I don’t know what lesson Margaret learned here, if any, but I fled to the girls’ room and locked myself in a stall, too shocked even to be angry. Margaret and my friends followed, and Margaret repeated through the locked door, “Dena, I love you as my friend, but David would be a better president. Come out!” I didn’t come out until the bell rang.

Thereafter, and for most of the rest of the school year, Margaret was a pariah. She was shunned. I didn’t speak to her, and my friends didn’t speak to her. She was an outcast, canceled. Even though I fully sanctioned my friends’ conduct toward her, I was vaguely troubled without understanding why. During all this time, it was never reported to me (and it would have been) that Margaret said anything negative about me. I kept wanting to hear negative reports and kept confusing my bad feelings with my disappointment in her vote for my rival.

One day toward the end of the year, my friend Frieda said something positive about Margaret. My friends immediately attacked her. Frieda responded—and I remember her words to this day—“Well, I think Margaret’s right nice.” It was like a hammer descending. Yes. Yes, she was indeed “right nice,” and she’d been my best friend. My friends argued with Frieda, but I was silent. Somehow, I thought less highly of my friends after that, but it would take more experience to learn that too was just as wrong.

I had learned about side-taking, about so-called loyalty, about denying truth for the sake of inclusion in a clique, about punishing someone who was innocent just because they hadn’t taken your part, though I didn’t know what I’d learned.

Much later, as a young adult having learned the horror of the Holocaust, I told my rabbi friend, “People blame Hitler, but it was the German people who were responsible!” He responded, “Well, what would you have them do? It might surprise you to know that many did object.

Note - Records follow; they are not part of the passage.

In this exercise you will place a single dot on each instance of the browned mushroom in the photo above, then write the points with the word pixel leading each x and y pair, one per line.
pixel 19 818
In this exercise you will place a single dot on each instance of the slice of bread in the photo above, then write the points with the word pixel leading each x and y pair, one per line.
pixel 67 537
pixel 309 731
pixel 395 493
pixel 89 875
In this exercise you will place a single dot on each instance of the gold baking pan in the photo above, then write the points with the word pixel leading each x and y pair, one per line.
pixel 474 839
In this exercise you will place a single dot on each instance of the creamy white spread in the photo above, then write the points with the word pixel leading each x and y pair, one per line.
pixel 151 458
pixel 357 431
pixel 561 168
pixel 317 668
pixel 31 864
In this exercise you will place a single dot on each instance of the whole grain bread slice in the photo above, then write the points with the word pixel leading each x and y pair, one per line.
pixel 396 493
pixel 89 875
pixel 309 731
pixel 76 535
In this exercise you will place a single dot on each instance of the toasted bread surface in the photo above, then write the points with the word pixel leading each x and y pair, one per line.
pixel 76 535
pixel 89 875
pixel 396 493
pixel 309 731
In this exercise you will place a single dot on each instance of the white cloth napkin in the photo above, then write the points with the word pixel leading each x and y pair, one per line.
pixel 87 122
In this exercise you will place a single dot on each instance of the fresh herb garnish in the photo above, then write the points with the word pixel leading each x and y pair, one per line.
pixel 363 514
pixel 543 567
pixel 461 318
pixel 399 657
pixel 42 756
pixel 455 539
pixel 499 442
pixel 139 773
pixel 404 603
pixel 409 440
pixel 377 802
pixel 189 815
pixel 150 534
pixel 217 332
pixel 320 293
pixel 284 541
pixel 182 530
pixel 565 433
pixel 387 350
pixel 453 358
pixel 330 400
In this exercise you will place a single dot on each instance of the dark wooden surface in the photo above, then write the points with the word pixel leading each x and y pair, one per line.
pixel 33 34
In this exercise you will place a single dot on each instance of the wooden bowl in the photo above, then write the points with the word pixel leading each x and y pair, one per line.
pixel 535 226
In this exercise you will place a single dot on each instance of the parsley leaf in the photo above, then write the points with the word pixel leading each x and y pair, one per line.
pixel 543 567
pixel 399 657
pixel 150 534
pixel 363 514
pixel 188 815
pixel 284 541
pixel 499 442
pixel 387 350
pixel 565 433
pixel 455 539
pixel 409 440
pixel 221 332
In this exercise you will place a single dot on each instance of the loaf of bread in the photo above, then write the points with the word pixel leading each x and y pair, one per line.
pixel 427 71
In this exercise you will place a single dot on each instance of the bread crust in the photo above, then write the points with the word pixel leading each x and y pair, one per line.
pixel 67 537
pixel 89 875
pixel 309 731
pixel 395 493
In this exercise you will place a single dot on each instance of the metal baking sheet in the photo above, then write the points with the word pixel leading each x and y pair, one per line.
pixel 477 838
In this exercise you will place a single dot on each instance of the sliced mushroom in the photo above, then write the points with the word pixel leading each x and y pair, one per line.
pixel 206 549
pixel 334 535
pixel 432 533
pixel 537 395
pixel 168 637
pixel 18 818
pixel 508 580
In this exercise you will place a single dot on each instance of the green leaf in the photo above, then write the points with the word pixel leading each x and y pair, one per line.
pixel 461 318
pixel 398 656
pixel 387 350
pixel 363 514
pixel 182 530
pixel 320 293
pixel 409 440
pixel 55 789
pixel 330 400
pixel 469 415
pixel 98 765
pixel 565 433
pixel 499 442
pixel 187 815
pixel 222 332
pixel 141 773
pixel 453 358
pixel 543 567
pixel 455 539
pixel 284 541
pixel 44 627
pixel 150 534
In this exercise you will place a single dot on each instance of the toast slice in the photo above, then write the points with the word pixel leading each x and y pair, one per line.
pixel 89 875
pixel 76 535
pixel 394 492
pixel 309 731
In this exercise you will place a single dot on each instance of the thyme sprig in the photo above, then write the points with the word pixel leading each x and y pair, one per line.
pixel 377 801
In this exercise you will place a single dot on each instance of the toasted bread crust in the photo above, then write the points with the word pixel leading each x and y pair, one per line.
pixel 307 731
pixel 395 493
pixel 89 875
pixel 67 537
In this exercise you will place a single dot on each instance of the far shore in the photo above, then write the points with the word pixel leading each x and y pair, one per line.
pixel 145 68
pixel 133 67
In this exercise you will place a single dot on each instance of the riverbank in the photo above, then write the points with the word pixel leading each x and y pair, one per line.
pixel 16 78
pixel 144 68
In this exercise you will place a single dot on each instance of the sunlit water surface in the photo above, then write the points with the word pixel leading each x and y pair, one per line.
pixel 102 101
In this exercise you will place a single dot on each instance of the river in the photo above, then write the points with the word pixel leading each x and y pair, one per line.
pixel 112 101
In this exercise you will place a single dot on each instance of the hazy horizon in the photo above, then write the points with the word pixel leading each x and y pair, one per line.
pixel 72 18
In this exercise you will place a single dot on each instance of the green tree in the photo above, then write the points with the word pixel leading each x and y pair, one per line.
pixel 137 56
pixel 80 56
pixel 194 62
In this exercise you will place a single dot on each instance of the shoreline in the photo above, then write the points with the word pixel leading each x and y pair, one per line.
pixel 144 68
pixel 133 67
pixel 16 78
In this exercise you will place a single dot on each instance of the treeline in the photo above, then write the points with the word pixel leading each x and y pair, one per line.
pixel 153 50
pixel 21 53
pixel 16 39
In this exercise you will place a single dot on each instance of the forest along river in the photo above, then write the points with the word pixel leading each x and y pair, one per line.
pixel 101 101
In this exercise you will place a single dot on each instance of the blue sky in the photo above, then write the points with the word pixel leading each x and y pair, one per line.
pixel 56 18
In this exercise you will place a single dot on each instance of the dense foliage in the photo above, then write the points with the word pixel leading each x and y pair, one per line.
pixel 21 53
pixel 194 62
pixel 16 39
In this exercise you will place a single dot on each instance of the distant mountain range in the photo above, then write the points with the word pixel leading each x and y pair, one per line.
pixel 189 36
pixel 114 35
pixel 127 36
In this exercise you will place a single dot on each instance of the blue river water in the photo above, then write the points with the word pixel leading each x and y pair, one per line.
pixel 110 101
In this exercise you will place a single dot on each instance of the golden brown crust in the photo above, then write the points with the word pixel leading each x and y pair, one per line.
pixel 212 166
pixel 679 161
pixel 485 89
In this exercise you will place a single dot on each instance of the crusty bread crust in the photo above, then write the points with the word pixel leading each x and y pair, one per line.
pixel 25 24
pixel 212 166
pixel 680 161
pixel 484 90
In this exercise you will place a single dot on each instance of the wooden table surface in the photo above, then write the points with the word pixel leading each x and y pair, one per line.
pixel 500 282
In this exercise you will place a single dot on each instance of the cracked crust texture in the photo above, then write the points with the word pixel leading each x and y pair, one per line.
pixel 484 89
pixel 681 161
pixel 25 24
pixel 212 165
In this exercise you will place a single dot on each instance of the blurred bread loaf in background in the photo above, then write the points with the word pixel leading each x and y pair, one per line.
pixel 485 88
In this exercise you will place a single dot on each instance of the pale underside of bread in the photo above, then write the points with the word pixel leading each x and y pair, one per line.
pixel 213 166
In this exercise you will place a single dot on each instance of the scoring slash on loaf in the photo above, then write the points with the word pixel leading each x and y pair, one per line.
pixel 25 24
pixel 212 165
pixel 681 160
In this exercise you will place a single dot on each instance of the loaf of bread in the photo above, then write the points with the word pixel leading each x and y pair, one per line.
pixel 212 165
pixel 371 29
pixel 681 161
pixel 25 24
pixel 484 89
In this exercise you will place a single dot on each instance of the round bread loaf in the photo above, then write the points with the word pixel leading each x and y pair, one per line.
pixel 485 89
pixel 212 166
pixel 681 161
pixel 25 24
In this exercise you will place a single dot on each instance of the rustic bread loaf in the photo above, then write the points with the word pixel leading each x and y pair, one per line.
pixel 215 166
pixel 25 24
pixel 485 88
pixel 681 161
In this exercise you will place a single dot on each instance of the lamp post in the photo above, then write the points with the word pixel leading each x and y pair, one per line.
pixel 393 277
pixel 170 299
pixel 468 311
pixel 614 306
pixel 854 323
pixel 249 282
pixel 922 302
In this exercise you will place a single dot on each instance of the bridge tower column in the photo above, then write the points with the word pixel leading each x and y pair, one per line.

They were sent to the camps along with the Jews.” He had been down the blame road I was on, and long since reached its destination: Hate is never a solution to the problem of hate. Real tolerance always tolerates intolerance. I learned from him never to be anti anyone, plural or singular. Like Christ, another rabbi, he accepted everyone, even his betrayer.

So, now I’m told that not being racist isn’t enough. I must be anti-racist. I can’t. I know too many really good people, past and present, black and white, who carry some degree of racism, including those who are unconscious of it. It’s part of their culture—like being in a clique from which they can’t risk expulsion, and black or white, they’re moved along by whatever is required for inclusion.

These may seem to be isolated experiences but they are connected, just as the parables are connected. I still­­­­ remember Margaret. She was my best friend for a reason: she was good. As Frieda said, she was “right nice.” And I wish I could tell her I’m sorry.